Si l’on prend la région parisienne comme base de
réflexion et si un constructeur construit des logements à l’identique il
devra pour un confort équivalent majorer la puissance de 40% par rapport à la
région parisienne si le logement est situé à Strasbourg. Dans la pratique la RT 2012 lui impose d’adapter
l’isolation au lieu de construction. |
|
Les coefficients d’évaluation du besoin thermique
Le coefficient de
déperdition volumique G* d’une habitation exprimé en Watt/m3
et °C permet d’évaluer le besoin thermique avec plus de rigueur que ne le fait
l’ancien coefficient D, exprimé en kWh/m², prenant en compte la
déperdition thermique annuelle par m² habitable.
Relation entre l’ancien et le nouveau
coefficient
(Pour DJU = 2 300 °C, période de chauffe
de 230 jours et hauteur sous plafond de 2,55 m.)
|
D kWh/m² |
G watt/m3 et °C |
RT 2020 |
0 |
0,00 |
RT 2012 |
50 |
0,35 |
BBC rénovation 2009 |
104 |
0,74 |
RT 2005 gaz |
130 |
0,92 |
HPE rénovation 2009 |
195 |
1,38 |
RT 2005 électrique |
210 |
1,5 |
Ancien mal isolé |
250 |
1,77 |
Ancien très mal isolé |
350 |
2,5 |
En gris clair : la consommation annuelle moyenne du parc immobilier
français se situerait aux alentours de 240 kWh/m².

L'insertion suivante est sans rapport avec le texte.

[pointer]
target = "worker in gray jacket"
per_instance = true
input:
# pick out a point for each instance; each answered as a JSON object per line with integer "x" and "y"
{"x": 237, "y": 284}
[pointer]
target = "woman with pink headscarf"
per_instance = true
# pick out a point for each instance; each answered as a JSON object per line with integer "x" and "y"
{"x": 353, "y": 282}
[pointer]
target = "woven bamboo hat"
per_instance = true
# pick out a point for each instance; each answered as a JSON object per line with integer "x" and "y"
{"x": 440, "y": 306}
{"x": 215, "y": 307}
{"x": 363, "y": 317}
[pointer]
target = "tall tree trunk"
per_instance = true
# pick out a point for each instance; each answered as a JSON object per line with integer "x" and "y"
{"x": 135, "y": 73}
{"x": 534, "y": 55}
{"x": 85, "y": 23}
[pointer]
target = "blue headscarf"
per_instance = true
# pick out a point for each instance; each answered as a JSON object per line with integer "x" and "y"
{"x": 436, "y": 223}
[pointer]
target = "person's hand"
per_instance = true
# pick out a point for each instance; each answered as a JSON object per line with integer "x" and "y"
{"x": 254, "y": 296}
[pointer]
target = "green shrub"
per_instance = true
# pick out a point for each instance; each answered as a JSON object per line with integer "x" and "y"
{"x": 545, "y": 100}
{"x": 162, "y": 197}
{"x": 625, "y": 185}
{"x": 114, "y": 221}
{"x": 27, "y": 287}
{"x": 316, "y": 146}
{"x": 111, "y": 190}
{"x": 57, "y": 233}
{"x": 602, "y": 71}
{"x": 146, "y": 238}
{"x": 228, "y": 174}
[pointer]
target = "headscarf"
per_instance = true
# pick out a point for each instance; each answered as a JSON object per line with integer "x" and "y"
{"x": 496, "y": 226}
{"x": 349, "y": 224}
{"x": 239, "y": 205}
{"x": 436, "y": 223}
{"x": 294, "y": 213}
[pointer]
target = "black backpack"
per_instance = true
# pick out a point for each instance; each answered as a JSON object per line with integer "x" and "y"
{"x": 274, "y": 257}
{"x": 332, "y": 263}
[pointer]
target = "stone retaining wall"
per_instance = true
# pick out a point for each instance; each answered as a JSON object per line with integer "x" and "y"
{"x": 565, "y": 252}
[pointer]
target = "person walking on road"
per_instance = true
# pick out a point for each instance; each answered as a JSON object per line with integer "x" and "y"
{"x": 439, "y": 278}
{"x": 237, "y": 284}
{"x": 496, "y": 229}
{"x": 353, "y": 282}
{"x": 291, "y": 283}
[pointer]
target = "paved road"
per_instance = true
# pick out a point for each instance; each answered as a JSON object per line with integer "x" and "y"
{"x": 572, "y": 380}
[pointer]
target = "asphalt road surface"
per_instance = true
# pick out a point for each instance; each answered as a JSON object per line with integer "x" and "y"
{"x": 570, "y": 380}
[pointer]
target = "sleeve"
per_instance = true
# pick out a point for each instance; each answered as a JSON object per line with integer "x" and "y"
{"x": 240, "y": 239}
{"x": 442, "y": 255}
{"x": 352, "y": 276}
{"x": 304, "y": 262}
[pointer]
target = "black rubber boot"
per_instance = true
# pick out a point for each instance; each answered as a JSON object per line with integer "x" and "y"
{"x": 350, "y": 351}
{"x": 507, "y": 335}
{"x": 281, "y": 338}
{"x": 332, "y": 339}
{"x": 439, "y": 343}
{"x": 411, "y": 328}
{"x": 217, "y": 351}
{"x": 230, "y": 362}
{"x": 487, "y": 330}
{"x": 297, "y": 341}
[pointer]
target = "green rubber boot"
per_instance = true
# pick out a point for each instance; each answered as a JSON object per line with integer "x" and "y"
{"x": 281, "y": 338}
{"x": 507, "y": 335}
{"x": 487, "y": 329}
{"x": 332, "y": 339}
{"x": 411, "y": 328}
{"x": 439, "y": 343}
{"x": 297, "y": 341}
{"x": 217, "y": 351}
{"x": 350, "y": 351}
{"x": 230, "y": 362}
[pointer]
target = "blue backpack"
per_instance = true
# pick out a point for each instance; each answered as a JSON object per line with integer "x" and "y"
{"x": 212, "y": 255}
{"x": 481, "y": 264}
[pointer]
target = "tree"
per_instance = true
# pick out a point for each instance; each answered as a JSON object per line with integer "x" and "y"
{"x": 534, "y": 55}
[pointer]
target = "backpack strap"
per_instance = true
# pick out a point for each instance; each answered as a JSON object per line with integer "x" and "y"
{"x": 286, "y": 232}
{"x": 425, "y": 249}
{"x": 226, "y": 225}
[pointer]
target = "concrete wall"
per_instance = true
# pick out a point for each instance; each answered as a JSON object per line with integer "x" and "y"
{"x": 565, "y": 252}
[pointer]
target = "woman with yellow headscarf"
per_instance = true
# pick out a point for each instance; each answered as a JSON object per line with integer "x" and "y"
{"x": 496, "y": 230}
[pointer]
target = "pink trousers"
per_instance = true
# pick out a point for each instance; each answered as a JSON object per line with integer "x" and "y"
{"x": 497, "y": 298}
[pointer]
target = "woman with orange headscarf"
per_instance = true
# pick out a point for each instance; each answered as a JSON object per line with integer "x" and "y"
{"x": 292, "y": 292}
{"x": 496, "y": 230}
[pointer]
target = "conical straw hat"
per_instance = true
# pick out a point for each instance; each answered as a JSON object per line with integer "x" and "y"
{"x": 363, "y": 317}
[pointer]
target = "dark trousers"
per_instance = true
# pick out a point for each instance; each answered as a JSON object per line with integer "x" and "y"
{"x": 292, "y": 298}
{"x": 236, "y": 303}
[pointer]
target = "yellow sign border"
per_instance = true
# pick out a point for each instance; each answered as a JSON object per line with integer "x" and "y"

Le coefficient de déperdition
volumique G fait en effet intervenir la température extérieure
qui a une importance prépondérante dans les déperditions d’énergie puisque la
puissance perdue est directement proportionnelle à la différence entre la
température intérieure de confort et celle régnant à l’extérieur qui évolue
selon la saison et la région. La carte de France des températures minimum de
l’air facilite le dimensionnement de l’isolation à prévoir ou celui de la
génération selon la région française considérée. Le coefficient D
ne tient pas compte de cette notion importante. De plus, on comprend que la
hauteur sous plafond a, elle aussi, une certaine importance la déperdition
augmentant avec cette dernière. Le coefficient G peut varier de
0,5 à 1,5 Watt/m3 et °C et même au-delà (0,4 habitation
bioclimatique, 2,2 très mauvaise). La relation liant l’ancien coefficient et le
nouveau est la suivante :
G = D / (0,024 x DJU
x Hp)
avec :
- nouveau
coefficient G en Watt/m3 et °C et ancien
coefficient D en kWh/m² et par an ;
- DJU
degré jour unifiés de la région en °C ;
- Hp hauteur sous plafond en m.
La
connaissance de G permet de trouver la puissance utile en hiver.
Premier exemple :
Un immeuble ayant une surface
habitable SHON de 5 000 m² situé en région parisienne (DJU
= 2 200) consommant 800 000 kWh annuellement pour le
chauffage et ayant une hauteur sous plafond Hp de
2,5 m a un coefficient D de 160 kWh/m² (sensiblement
inférieur à la valeur moyenne dans l’habitat urbain ancien). La formule
ci-dessus permet d’évaluer la valeur de G.
On trouve G = 160
/ (0,024 x 2 200 x 2,5) = 1,21 Watt/m3 et °C.
Avantages :
l’utilisation du coefficient G
permet :
- De
calculer la puissance utile en hiver. On trouve dans le cas présent :
P
= 1,21 x 5 000 x 2,5 x 30 = 453 750 watts
= 454 kW (Avec DT -10 °C
dehors et +20 °C dedans).
- Il
permet aussi, en introduisant directement la notion de volume et de température
extérieure, de mieux appréhender la consommation de bâtiments identiques ayant
la même isolation mais situés dans des zones climatiques différentes.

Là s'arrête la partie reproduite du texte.